As-tu effectué la même préparation pour ces « Europe » que pour les JO ?

Non, ce n’est pas du tout la même préparation. Que ce soit mentalement ou psychologiquement, ce ne sera jamais la même. Je m’entraîne à fond mais je suis relax. Ca n’a rien à voir avec les Jeux.

 

Dans ton esprit, ce sont des Championnats d’Europe de transition ? 

J’y vais pour gagner. J’y vais dans l’optique d’être en finale contre Tina et de la battre, bien sûr. Mais je ne suis pas dans l’optique d’y aller en me disant : « il faut que je tue tout le monde ».

Je veux gagner mais avec les choses que j’ai mises en place. J’ai travaillé plein de choses en sachant que les règles ont changé. Je veux travailler de façon différente. Déjà, moins me fatiguer, ne pas faire que des 4 minutes.

Il faut travailler au sol, il n’y a pas le choix. J’ai commencé. Je vais voir si ce que j’ai mis en place à l’entraînement va fonctionner en compétition. Je veux aussi être plus libérée, continuer à bouger, bref m’amuser. Je suis sur une bonne lancée. On verra.

 

« Et Lucie me dit : « tu ne vas pas faire ton Judo »

 

Comment définirais-tu ton travail avec Lucie ?

C’est différent. C’est bien, cela apporte du nouveau. C’est ce qu’il faut en début d’Olympiade. Avec Lucie, ça passe bien. On a trouvé des solutions. On essaie d’en trouver même dans ma tête : ce que j’ai envie de faire, pourquoi je suis là, pourquoi je fais ça… Ce sont des questions que je ne me posais pas.

Je suis une compétitrice. Quand il y a une compétition, j’y vais, je ne réfléchis pas. Maintenant, il y a peut-être aussi d’autres choses à penser et à faire. Avec Lucie, on réfléchit à d’autres choses et pas qu’à une seule voie.

 

Son apport est-il psychologique avant d’être technique ou tactique ?
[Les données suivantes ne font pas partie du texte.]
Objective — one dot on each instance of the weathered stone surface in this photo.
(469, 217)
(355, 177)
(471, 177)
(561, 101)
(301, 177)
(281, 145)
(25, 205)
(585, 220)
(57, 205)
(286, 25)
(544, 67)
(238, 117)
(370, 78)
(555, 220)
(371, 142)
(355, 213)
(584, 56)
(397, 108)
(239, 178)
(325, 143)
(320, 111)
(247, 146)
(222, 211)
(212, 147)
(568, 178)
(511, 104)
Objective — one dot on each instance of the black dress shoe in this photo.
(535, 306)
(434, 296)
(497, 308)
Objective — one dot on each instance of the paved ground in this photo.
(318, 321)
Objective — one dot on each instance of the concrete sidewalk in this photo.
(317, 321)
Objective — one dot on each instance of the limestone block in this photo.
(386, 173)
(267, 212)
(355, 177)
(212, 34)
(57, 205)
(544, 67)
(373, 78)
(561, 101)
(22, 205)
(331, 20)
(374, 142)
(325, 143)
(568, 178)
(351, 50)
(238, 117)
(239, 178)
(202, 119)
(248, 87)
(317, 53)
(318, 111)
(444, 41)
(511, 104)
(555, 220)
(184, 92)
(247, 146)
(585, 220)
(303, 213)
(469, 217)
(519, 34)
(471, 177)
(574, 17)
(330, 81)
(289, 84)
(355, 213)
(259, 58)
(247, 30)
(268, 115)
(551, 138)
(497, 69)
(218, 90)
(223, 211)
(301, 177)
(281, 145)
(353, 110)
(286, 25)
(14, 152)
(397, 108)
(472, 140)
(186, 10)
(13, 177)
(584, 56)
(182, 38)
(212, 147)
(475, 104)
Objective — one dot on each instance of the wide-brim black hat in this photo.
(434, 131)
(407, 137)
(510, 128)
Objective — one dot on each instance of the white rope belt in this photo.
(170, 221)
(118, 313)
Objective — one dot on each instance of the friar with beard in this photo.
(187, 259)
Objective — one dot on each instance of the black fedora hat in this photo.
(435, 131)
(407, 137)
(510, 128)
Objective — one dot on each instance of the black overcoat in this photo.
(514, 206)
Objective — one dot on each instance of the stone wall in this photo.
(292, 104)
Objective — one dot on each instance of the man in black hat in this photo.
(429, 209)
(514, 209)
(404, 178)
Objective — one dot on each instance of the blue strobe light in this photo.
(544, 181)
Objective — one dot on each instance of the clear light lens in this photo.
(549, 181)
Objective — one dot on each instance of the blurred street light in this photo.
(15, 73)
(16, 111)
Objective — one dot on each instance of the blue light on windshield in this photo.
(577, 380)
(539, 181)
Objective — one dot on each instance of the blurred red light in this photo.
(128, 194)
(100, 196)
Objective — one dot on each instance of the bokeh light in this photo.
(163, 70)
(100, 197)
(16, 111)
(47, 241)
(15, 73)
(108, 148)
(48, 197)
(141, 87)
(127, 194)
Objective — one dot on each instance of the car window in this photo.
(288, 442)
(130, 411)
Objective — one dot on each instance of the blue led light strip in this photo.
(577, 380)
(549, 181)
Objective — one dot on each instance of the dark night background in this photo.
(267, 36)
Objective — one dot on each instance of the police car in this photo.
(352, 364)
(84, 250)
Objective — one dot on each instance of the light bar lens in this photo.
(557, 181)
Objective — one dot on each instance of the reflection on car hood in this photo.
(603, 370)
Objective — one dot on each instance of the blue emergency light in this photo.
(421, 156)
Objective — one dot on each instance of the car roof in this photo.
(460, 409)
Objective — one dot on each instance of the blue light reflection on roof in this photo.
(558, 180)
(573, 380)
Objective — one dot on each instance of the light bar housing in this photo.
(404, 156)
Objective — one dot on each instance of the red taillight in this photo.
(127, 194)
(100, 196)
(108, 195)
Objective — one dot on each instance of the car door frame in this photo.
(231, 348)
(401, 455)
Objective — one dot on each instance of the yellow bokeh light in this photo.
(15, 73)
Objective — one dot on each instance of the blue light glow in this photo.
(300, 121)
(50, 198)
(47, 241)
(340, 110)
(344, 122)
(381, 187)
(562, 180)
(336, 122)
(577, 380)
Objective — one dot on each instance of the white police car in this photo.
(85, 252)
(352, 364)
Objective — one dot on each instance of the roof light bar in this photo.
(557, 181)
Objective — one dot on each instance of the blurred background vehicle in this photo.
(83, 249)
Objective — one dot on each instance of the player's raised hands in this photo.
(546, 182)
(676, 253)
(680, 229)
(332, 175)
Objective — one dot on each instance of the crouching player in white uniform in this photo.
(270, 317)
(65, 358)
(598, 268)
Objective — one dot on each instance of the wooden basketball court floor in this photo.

Pour l’instant, on travaille l’aspect psychologique. Lucie est une personne qui prend du recul, qui regarde beaucoup, qui observe et qui, ensuite, dit ce qui va ou ne va pas. Son apport est aussi technique.

L’idée est d’avoir une nouvelle approche. Par exemple, à Düsseldorf, je m’échauffe et elle me dit : « tu es venue pourquoi ? ». J’allais faire mon 1er combat, on discute et, au final, et Lucie me dit : « tu sais quoi ? Tu ne vas pas faire ton Judo, tu vas complètement changer. Tu vas travailler la mobilité. Ce n’est pas grave si tu ne marques pas tout de suite. Tu attends des ouvertures, tu fais autre chose, tu balaies, tu travailles au sol ». C’est culotté quand même ! Mais c’est bien ! C’était enrichissant.